Приезжали в госпиталь и настоящие артисты. Запомнился такой случай. В Острове часть больных лежала в длинном бараке на двухъярусных деревянных полатях, а в проходе, посередине, приезжие артисты давали концерт. Не молодая, опытная певица с красивым оперным голосом запела известный, популярный до войны, романс "Нищая" на слова Беранже о стоявшей на паперти с протянутой рукой и просящей милостыню актрисе. И вдруг весь барак взвыл, стал стучать костылями, руками, чем мог, и возмущённо кричать: "Зачем вы поёте нам такие песни, завтра мы тоже, может, встанем, как она"! Певица расплакалась и убежала из барака. Я стоял потрясённый, впервые задумавшись о будущем этих безруких, безногих, слепых, обожженных солдат войны. Никогда больше я не видел такого провала на театральных подмостках. Произведение и музыка замечательные, исполнение профессиональное, голос изумительный - и такой взрыв негодования! Поучительный факт.

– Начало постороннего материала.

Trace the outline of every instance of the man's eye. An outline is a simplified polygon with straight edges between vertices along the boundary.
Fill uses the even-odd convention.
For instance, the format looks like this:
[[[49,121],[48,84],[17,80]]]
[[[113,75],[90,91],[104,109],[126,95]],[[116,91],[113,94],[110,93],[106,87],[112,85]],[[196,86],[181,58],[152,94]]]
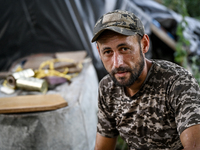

Выздоравливающие раненые в силу возможностей трудились в столярных, слесарных мастерских, в гараже. Меня научили резать жесть, строгать доски, сбивать ящики. Один из умельцев смастерил мне маленький деревянно-фанерный чемоданчик, выкрасил черной масляной краской, приделал ручку из брючного ремня, железную петлю, чтобы запирать на висячий замок. В чемоданчик я складывал свои носильные вещи, книги, солдатскую мыльницу, альбом с марками, чистые листы бумаги. С бумагой было туго, даже в школе приходилось писать на оборотной стороне бухгалтерских отчетов, актов, между строк газет. Поэтому чистые листы, самодельные блокноты, подобранные в брошенных домах, представлялись мне большой ценностью и хранились под замком. Уважение к бумаге и любовь к письму сохранились у меня навсегда. Позднее в чемоданчике хранились открытки, царские, немецкие, прибалтийские, польские, чешские боны, которые я стал коллекционировать. Спрятаны там были от родительских глаз немецкий штык - кинжал и полная пороха Отечественной войны ружейная масленка, которые я, дрожа от страха (холодное оружие!), провёз через КПП Белорусского вокзала в ноябре 1944 года, когда ехал на учёбу в Москву, к тете Тире. С этим чемоданчиком начиналась моя студенческая жизнь в общежитиях. Хранится он и сейчас, заполненный газетными вырезками, дневниками.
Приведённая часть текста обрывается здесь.